そして長く見続けている諦めとも悲壮とも取れる霖之助の声と相に、少女は苦笑いを浮かべて頷いた。

 

「あの……頑張ってください」

「ありがとう……これも毎回だね」

 

 霖之助から受け取った道具を胸に抱き、少女は頭を下げた。そのまま、くるりと身を翻し、扉を開けて去っていく。

 去っていく前にもう一度頭を下げたのは、少女の善性か、それとも優曇華の仕込が良いのか。扉のガラス越しに、小さくなっていく少女の背を見ていた霖之助へ、永琳は言葉を掛けた。

 その霖之助の顔に浮かぶ些細な疑問への回答を。

 

「私の孫弟子だもの。良い子に決まっているでしょう?」

「結局、いいとこ取りというわけかい?」

「当然じゃない」

「しかし……鈴仙が、ねぇ」

「意外かしら?」

「良い先生、という言葉と、彼女が結びつかない程度には、意外だよ」

「私はそれが意外だわ。貴方は、その目で答えと過程を見ている筈なのに」

 

 永琳の言葉に、霖之助は首をかしげた。優曇華は、彼と彼女が結婚して以来ここには殆ど来ていない。

 病気にもかからず、永琳の監視下の元、厄介事にも巻き込まれない霖之助は怪我を負う事も無く、一切の大過なく十年を過ごした。つまり、彼は結婚式場で優曇華にあって以来、まともに彼女と会話を交わしていないのだから、過程だの答えだのと言われても、諾と易々頷く事が出来ない。

 

 そんな風に、難しい顔をし始めた霖之助を真っ直ぐ見つめたまま、永琳は自身を指差し――口を開く。

 

「あなたの可愛いお嫁さんは、最初からこんな女だったかしら?」

 

 少女の様でもあり、女の様でもあり、愛らしくもあり、白々しくもあった。そしてそれら全てをひっくるめて、色あせさせるほどに艶やかだった。

 

 霖之助は視線を横へずらし、棚に並ぶ商品たちを睥睨しながらなるほどと一つ頷く。

 時の流れの中で、永琳は八意永琳から森近永琳になった。それだけでは変わったと言えないだろう。

 だが、彼女は変わって行った。一つ変え、二つ変え、三つ変え。

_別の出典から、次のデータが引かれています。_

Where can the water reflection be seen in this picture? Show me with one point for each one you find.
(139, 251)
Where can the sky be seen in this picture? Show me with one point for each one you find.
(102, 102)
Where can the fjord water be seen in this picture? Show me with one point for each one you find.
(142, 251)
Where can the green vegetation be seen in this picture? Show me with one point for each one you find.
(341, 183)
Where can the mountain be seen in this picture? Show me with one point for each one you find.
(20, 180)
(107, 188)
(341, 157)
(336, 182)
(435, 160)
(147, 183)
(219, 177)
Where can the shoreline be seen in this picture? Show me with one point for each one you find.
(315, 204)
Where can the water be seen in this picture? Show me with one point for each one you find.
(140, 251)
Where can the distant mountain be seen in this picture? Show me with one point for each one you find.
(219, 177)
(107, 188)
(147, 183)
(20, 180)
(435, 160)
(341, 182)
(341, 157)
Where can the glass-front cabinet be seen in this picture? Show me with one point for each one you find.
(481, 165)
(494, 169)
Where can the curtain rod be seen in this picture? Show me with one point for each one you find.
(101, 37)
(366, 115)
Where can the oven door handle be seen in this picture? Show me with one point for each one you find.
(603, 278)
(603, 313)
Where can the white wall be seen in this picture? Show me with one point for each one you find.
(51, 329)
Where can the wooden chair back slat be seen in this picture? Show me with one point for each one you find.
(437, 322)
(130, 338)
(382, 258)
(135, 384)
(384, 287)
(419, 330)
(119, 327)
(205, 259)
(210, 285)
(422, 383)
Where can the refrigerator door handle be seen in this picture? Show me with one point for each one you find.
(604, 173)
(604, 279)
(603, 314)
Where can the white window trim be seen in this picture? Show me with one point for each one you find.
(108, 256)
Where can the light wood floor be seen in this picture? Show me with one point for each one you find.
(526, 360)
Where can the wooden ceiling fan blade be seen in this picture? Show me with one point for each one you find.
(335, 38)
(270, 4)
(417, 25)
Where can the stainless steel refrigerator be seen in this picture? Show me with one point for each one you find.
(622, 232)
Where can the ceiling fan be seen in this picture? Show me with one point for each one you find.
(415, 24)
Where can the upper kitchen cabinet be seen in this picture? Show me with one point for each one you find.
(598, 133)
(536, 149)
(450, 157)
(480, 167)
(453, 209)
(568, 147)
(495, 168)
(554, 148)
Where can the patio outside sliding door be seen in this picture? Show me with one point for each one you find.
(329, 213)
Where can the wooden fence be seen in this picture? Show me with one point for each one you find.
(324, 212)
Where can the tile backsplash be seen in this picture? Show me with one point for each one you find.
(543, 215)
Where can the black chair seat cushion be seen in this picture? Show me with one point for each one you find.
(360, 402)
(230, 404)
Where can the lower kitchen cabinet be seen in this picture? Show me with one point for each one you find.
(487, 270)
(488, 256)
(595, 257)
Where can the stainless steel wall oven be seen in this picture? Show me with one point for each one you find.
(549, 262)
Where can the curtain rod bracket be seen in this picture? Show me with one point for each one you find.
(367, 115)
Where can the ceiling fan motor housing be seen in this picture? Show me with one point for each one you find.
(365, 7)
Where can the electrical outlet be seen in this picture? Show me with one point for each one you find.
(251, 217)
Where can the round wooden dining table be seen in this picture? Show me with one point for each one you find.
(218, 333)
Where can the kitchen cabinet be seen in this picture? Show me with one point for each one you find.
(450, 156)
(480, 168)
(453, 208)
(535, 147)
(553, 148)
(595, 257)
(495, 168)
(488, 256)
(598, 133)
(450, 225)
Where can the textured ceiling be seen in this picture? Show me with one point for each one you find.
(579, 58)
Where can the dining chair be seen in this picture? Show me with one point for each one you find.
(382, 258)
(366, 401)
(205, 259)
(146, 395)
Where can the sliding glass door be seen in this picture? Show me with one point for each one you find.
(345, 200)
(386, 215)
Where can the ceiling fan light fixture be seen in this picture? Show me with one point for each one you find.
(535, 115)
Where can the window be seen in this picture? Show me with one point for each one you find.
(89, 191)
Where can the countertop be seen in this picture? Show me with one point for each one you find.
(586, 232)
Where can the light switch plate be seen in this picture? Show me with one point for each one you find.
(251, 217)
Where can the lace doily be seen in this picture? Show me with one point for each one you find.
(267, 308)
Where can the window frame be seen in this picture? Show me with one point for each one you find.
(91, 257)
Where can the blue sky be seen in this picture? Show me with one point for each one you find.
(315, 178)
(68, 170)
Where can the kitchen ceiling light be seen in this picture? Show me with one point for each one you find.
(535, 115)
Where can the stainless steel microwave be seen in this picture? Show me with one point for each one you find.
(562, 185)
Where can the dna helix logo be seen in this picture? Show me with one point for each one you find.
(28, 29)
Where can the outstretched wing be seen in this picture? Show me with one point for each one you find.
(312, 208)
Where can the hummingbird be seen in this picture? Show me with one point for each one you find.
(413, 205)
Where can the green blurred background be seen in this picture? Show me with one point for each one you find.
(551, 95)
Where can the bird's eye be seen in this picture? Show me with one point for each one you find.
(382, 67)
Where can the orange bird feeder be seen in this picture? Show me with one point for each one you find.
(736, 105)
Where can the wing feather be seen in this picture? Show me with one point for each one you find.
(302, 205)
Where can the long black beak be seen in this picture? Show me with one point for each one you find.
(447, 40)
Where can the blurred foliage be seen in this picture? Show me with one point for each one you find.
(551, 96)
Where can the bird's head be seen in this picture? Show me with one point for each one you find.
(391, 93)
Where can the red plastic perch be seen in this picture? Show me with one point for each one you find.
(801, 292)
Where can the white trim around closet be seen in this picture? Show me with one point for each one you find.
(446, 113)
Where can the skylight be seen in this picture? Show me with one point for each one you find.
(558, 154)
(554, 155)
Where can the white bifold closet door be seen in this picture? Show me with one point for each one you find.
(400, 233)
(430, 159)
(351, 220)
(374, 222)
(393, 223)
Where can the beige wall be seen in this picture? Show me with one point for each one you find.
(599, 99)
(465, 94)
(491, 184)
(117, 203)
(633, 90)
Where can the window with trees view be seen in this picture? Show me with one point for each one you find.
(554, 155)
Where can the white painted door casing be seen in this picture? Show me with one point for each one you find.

化粧が変わり、仕草が変わり、温度と匂いが変わった。

 それを堕ちた、などと霖之助は思わない。永琳の顔には堕ちた者特有の翳りなどなく、温かい笑顔が浮かぶばかりなのだから、それは彼女にとっても好ましい変化だったのだろう。

 

 変わる。十年もあれば、生物は変わる。

 一日一歩の緩やかな前進でも、徐々に、確かに。皆が皆。

 永琳も、霊夢も、魔理沙も、そして――優曇華も。

 

 だから、なるほどともう一つ頷く霖之助の両の頬に手をあて、無理矢理自身の方向へと顔と視線の向かう先を移動させた永琳のそんな仕草も、変化のもたらした形なのだと、彼は妙な心地で得心した。

 

「今は私が隣に居るのだから、他に気をやらないで欲しいわ……寂しいもの、そんなの」

「……」

 

 それも、得心した。

 

「だから、抱擁、接吻、舌吸いを三本立てでしましょう。うん、これなら寂しくないわ」

「いや、それは無理だ」

 得心しがたい事だった。

 

「君の変化は受け入れる。あぁ、好ましいのだろう。けれども、僕だってそれ全てを受け入れられる訳じゃあ、ない」

「つまり、この件は顔なじみの烏天狗に相談しろ……と、そう言うのね?」

「言っていないよ。あと無駄な位大事になるから、やめてくれないか」

「じゃあ、今あなたは私に何をすれば良いのかしら? 言葉ではなく、態度で答えを示してね?」

 

 変わった者が居る。変わった物が在る。

 赤い糸に絡まれて。変わった者が居る。

 変わってしまった者が居る。

 

 永琳も、霖之助も。そして、ここに居ない少女も。

 誰も彼も、変わっていく。そう、当然だ。

 

 優曇華の名と顔を思い浮かべた時、背筋に僅かばかりの寒さを覚えた霖之助は、確かにもう、あの頃から変わっているのだ。

 

「もう一度言うわよ……私が居るのに、他の誰かを思うのは不躾じゃなくて?」

 

 そんな薄暗い思考に囚われた霖之助に、寄りかかる温かさがあった。

 言うまでも無く、永琳である。ついでに、首筋には永琳の爪が立てられていた。

 

「……この添えられた爪を退かす為に、僕は何をしたら良いんだい?」

「抱擁、接吻、舌吸い」

「……最初だけで勘弁してくれないか」

 

 冗談を交わしながら、霖之助は見ない振りをする。永琳が無意識にしている仕草の、そのたった一つだけを。

 

 

 

   ●

 

 

 

 無音。

 音の無い、涼に過ぎる寒さに背を撫でられながら、優曇華は身を丸めるでもなく、抱くでもなく、身を包む秋物の服と、羽織った白衣だけの防壁で、寒さを物ともせず座っていた。

 

「……」

 

 無音。つまり、一人。

 だから彼女は、無言のまま窓から見える景色を気だるげな、どこか攻撃色の灯った瞳で睥睨した。

 

 変わり映えしない竹林を視界におさめたまま、優曇華はテーブルに置いてある未記入のカルテを一枚手に取り、碌に確かめもしないまま、右手に握られたボールペンで何かを書き込んでいく。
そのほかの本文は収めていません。